A teenage boy has denied that his allegations of sexual abuse against his father are a result of things becoming “twisted” in his brain after he was taken into care as a six-year-old.
The now 17-year-old boy, whose two older sisters have already given evidence of the sexual abuse they allege their father perpetrated on them, was giving evidence during his third day of cross examination.
The jury spent much of the morning watching home video footage recorded by the accused man of birthday parties, access visits and home life.
His 73-year-old father has pleaded not guilty at the Central Criminal Court to sexually assaulting and raping two daughters between the ages of four and 11 and sexually assaulting his son from the age of three to six at various locations between 1995 and 2002.

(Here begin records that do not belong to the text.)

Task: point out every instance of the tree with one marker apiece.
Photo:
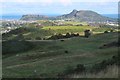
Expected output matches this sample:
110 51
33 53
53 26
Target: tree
67 35
38 38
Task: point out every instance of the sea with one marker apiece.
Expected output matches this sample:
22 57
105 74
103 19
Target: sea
17 17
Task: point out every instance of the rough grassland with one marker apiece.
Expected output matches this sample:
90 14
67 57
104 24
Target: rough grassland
48 58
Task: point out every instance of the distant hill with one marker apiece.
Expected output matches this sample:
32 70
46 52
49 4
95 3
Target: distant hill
86 15
82 15
33 17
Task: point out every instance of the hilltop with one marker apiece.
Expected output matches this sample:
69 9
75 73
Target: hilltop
82 15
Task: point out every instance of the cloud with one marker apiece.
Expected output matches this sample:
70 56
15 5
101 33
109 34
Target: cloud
59 1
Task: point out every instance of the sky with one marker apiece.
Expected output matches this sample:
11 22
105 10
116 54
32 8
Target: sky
47 7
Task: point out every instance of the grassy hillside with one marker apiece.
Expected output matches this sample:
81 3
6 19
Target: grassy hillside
31 32
48 58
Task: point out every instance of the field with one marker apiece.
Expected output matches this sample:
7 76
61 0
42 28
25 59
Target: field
32 32
48 58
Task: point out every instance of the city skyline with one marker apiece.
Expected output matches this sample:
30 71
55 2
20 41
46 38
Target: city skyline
21 7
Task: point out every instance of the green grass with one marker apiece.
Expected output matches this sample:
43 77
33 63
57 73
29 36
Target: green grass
48 58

He told defence counsel, Mr Blaise O’Carroll SC, defending, that he did not remember telling a social worker in 2005 that he did not want anything to do with his dad and that when he grew up he wanted to beat him with a baseball bat. “I don’t remember but I probably said it,” he replied.

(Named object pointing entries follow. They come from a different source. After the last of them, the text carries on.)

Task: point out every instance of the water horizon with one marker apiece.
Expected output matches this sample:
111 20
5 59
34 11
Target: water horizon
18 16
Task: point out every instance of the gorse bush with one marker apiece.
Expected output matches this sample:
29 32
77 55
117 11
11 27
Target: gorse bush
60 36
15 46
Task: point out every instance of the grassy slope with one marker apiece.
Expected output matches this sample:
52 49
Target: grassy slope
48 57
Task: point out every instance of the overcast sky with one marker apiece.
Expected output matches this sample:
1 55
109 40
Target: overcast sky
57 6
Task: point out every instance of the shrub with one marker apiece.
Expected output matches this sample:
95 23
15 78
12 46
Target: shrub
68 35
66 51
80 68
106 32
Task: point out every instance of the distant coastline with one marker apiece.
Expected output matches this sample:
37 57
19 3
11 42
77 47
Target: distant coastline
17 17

Mr O’Carroll put it to him that his father absolutely denied that he had sexually abused him. “I don’t think he would say he did,” he replied.
The boy denied that whatever had gone on his brain since he left home had been twisted and he had formed a conviction that something had happened which had never happened.
Mr O’Carroll put it to him that the home life captured on the video footage showed a spontaneity which painted a completely different picture then his evidence. The boy told him “I just remember the parts in my statement, that’s why I said it was like hell.”
He told Mr O’Carroll “I remember stuff he did to me” when it was suggested that he had little recall of home life.
The boy agreed with Ms Isobel Kennedy SC, prosecuting, during re-examination, that a home video which showed him with hair of normal length and wearing a tracksuit had been taken during an access visit after he was taken into foster care.
The trial continues before Mr Justice George Birmingham and a jury of eight men and four women.